U.S. Rules Which Businesses Can Drop Birth Control CoverageZachary Tracer
Some U.S. companies will be able to claim religious objections to avoid covering birth control for their employees, under rules finalized Friday in the wake of a Supreme Court decision last year.
The rules, which build on a case tied to the Hobby Lobby Stores Inc. chain, say the boards of closely held firms would need to adopt a resolution stating their objection to contraception in order to qualify. The rules also include a way for women employed by those firms to obtain birth control coverage, the Department of Health and Human Services said in a statement Friday.
The rules set out a definition of closely held firms based on current tax law, the department said.
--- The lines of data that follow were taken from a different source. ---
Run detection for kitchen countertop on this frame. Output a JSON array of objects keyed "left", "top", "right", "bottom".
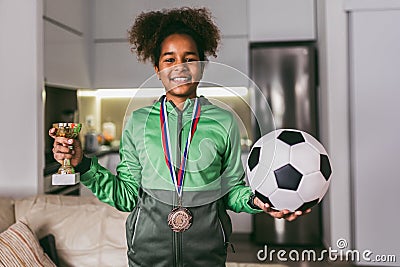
[{"left": 85, "top": 145, "right": 119, "bottom": 158}]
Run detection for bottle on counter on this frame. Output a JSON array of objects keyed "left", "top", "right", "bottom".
[
  {"left": 84, "top": 116, "right": 99, "bottom": 153},
  {"left": 102, "top": 121, "right": 116, "bottom": 146}
]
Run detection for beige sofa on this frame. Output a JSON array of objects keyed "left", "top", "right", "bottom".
[{"left": 0, "top": 194, "right": 129, "bottom": 267}]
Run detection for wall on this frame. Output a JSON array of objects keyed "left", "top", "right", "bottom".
[
  {"left": 316, "top": 0, "right": 352, "bottom": 249},
  {"left": 0, "top": 0, "right": 44, "bottom": 197}
]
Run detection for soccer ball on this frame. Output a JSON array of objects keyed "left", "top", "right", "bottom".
[{"left": 246, "top": 129, "right": 332, "bottom": 212}]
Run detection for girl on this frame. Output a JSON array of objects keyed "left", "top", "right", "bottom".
[{"left": 50, "top": 7, "right": 309, "bottom": 266}]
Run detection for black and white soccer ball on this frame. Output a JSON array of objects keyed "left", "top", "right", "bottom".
[{"left": 246, "top": 129, "right": 332, "bottom": 212}]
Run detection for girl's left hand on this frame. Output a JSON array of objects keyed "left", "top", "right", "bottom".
[{"left": 253, "top": 196, "right": 311, "bottom": 222}]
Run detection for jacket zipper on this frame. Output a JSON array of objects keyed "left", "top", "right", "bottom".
[
  {"left": 175, "top": 107, "right": 183, "bottom": 267},
  {"left": 131, "top": 208, "right": 141, "bottom": 247}
]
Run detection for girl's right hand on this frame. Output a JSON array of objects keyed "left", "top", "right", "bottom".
[{"left": 49, "top": 128, "right": 83, "bottom": 167}]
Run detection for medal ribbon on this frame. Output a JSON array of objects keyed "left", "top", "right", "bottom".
[{"left": 160, "top": 96, "right": 201, "bottom": 197}]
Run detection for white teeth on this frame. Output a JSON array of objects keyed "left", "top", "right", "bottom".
[{"left": 172, "top": 77, "right": 189, "bottom": 82}]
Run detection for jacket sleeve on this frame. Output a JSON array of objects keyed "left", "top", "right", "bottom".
[
  {"left": 80, "top": 115, "right": 141, "bottom": 212},
  {"left": 221, "top": 116, "right": 262, "bottom": 214}
]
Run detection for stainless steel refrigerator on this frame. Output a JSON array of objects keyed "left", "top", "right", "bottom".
[{"left": 250, "top": 42, "right": 321, "bottom": 246}]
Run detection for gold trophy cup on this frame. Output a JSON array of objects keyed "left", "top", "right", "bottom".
[{"left": 52, "top": 123, "right": 82, "bottom": 185}]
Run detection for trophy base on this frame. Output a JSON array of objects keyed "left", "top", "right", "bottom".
[{"left": 52, "top": 173, "right": 80, "bottom": 185}]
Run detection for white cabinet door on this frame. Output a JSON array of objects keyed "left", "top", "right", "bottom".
[
  {"left": 44, "top": 20, "right": 90, "bottom": 88},
  {"left": 203, "top": 37, "right": 249, "bottom": 87},
  {"left": 94, "top": 0, "right": 247, "bottom": 39},
  {"left": 93, "top": 42, "right": 156, "bottom": 88},
  {"left": 248, "top": 0, "right": 315, "bottom": 42},
  {"left": 145, "top": 0, "right": 247, "bottom": 37},
  {"left": 94, "top": 0, "right": 147, "bottom": 40},
  {"left": 43, "top": 0, "right": 90, "bottom": 88},
  {"left": 44, "top": 0, "right": 86, "bottom": 34}
]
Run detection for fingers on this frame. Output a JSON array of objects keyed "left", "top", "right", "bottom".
[
  {"left": 253, "top": 197, "right": 289, "bottom": 219},
  {"left": 284, "top": 213, "right": 299, "bottom": 222},
  {"left": 52, "top": 137, "right": 75, "bottom": 162},
  {"left": 53, "top": 150, "right": 74, "bottom": 160},
  {"left": 253, "top": 196, "right": 312, "bottom": 221},
  {"left": 268, "top": 209, "right": 291, "bottom": 219},
  {"left": 253, "top": 196, "right": 267, "bottom": 210},
  {"left": 282, "top": 208, "right": 312, "bottom": 221},
  {"left": 254, "top": 197, "right": 279, "bottom": 214},
  {"left": 52, "top": 144, "right": 75, "bottom": 154},
  {"left": 48, "top": 128, "right": 57, "bottom": 139},
  {"left": 49, "top": 128, "right": 75, "bottom": 145},
  {"left": 254, "top": 197, "right": 277, "bottom": 213},
  {"left": 53, "top": 136, "right": 74, "bottom": 147}
]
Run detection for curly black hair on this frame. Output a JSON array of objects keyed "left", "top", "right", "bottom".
[{"left": 128, "top": 7, "right": 221, "bottom": 67}]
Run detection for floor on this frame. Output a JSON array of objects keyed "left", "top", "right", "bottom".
[{"left": 227, "top": 234, "right": 356, "bottom": 267}]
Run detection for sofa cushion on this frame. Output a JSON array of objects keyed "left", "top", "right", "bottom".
[
  {"left": 15, "top": 195, "right": 129, "bottom": 267},
  {"left": 0, "top": 197, "right": 15, "bottom": 233},
  {"left": 0, "top": 220, "right": 56, "bottom": 267}
]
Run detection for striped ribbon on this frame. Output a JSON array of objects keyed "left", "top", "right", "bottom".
[{"left": 160, "top": 96, "right": 201, "bottom": 197}]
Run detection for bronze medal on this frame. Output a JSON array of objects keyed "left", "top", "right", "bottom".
[{"left": 167, "top": 207, "right": 193, "bottom": 232}]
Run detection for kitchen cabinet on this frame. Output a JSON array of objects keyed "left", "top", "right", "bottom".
[
  {"left": 248, "top": 0, "right": 316, "bottom": 42},
  {"left": 92, "top": 0, "right": 249, "bottom": 88},
  {"left": 93, "top": 0, "right": 146, "bottom": 40},
  {"left": 93, "top": 42, "right": 155, "bottom": 88},
  {"left": 93, "top": 37, "right": 249, "bottom": 89},
  {"left": 43, "top": 0, "right": 91, "bottom": 88},
  {"left": 93, "top": 0, "right": 317, "bottom": 88},
  {"left": 93, "top": 0, "right": 247, "bottom": 40},
  {"left": 44, "top": 20, "right": 90, "bottom": 88},
  {"left": 144, "top": 0, "right": 247, "bottom": 37},
  {"left": 202, "top": 37, "right": 249, "bottom": 87},
  {"left": 44, "top": 0, "right": 317, "bottom": 88},
  {"left": 44, "top": 0, "right": 86, "bottom": 34}
]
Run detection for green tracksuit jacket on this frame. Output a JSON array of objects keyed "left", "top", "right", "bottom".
[{"left": 79, "top": 96, "right": 261, "bottom": 266}]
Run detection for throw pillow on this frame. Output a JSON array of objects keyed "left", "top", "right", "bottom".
[{"left": 0, "top": 220, "right": 56, "bottom": 267}]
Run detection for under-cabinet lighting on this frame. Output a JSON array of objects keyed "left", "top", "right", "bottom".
[{"left": 77, "top": 87, "right": 248, "bottom": 98}]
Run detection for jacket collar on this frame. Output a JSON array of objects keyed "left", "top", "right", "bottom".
[{"left": 158, "top": 95, "right": 212, "bottom": 111}]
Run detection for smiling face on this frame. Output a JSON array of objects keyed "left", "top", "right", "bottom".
[{"left": 154, "top": 34, "right": 204, "bottom": 104}]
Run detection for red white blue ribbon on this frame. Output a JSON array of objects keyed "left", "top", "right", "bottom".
[{"left": 160, "top": 96, "right": 201, "bottom": 197}]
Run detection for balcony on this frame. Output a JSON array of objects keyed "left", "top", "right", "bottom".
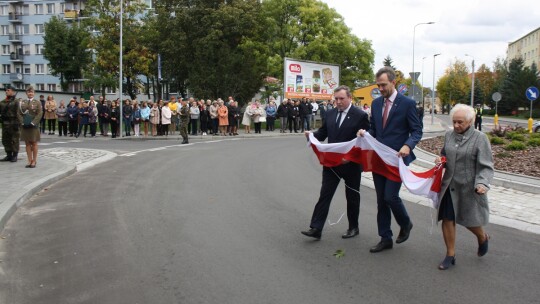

Such companies can’t have traded stock, and need to be majority owned by five or fewer people, the government said.
“Women across the country should have access to preventive services, including contraception,” Secretary of Health and Human Services Sylvia Burwell said in the statement. “At the same time, we recognize the deeply held views on these issues, and we are committed to securing women’s access to important preventive services at no additional cost under the Affordable Care Act, while respecting religious beliefs.”
It has taken the Obama administration more than a year to finalize the regulations since the court ruled 5-4 last year that closely held companies could refuse coverage on religious grounds. Hobby Lobby and other companies that supported the suit argued that they found some forms of birth control immoral.
Women who work at companies that elect not to cover birth control will still be able to get the services. If a company tells the U.S. it won’t cover birth control, the government will instruct the company’s insurer to provide the services. The rule circumvents the company’s direct involvement and won’t carry an additional cost for the employee.
“What this means for women is that you will be able to get birth control without a copay, no matter where you work,” Cecile Richards, president of Planned Parenthood Action Fund, said in a statement Friday. Planned Parenthood in an activist group that lobbies for access to women’s health services.